Banking giant Citigroup has successfully completed a proof-of-concept for blockchain-based cross-border payments in collaboration with the Inter-American Development Bank, or IADB.
According to a Thursday announcement, Citigroup’s Citi Innovation Labs and the IADB enabled several disbursements from the United States to a recipient in the Dominican Republic, using the LACChain blockchain network — a proprietary effort by IADB’s regional program LACChain.
As part of the project, the IADB deposited tokenized funds denominated in U.S. dollars in a Citi account and transferred the funds using digital wallets, IADB’s blockchain specialist and LACChain technical leader Marcos Allende explained. “After tokenized, these funds were converted to local currency — Dominican pesos — with the exchange rate established by Citi,” he said.

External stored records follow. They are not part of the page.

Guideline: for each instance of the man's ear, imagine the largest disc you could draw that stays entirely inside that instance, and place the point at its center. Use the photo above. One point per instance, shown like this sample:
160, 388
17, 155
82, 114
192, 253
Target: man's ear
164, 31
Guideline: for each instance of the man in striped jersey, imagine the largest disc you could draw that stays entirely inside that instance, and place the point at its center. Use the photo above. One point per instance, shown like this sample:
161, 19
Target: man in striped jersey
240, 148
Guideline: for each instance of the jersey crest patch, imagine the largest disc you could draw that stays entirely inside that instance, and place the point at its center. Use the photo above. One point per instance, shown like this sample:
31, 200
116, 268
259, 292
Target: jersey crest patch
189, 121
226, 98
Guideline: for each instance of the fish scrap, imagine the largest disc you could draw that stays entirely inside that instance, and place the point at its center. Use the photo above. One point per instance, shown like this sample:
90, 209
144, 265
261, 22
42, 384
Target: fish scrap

The blockchain-based pilot enabled IADB to provide instant traceability of transactions, exchange rates and fees, potentially bringing a new method of making cross-border payments from the United States to countries in Latin America and the Caribbean.
“There are many applications of inclusive cross-border payments, such as official development assistance and international remittances. There is no doubt that they are extremely important for the economies of our region and, more importantly, for final beneficiaries and families receiving remittances,” IADB Lab CEO Irene Hofman noted.
The IADB is an international organization that supports Latin American and Caribbean economic development, social development and regional integration. The IADB has been actively exploring blockchain technology to fulfill its mission, with its innovation laboratory IDB Lab setting up its blockchain-focused LACChain program in 2019.
The open-source LACChain runs on JPMorgan’s blockchain and smart contract platform Quorum.
Citigroup is not a stranger to blockchain technology. Back in 2015, the bank developed three blockchain-based systems and a pilot cryptocurrency dubbed Citicoin to explore more efficient cross-border transactions.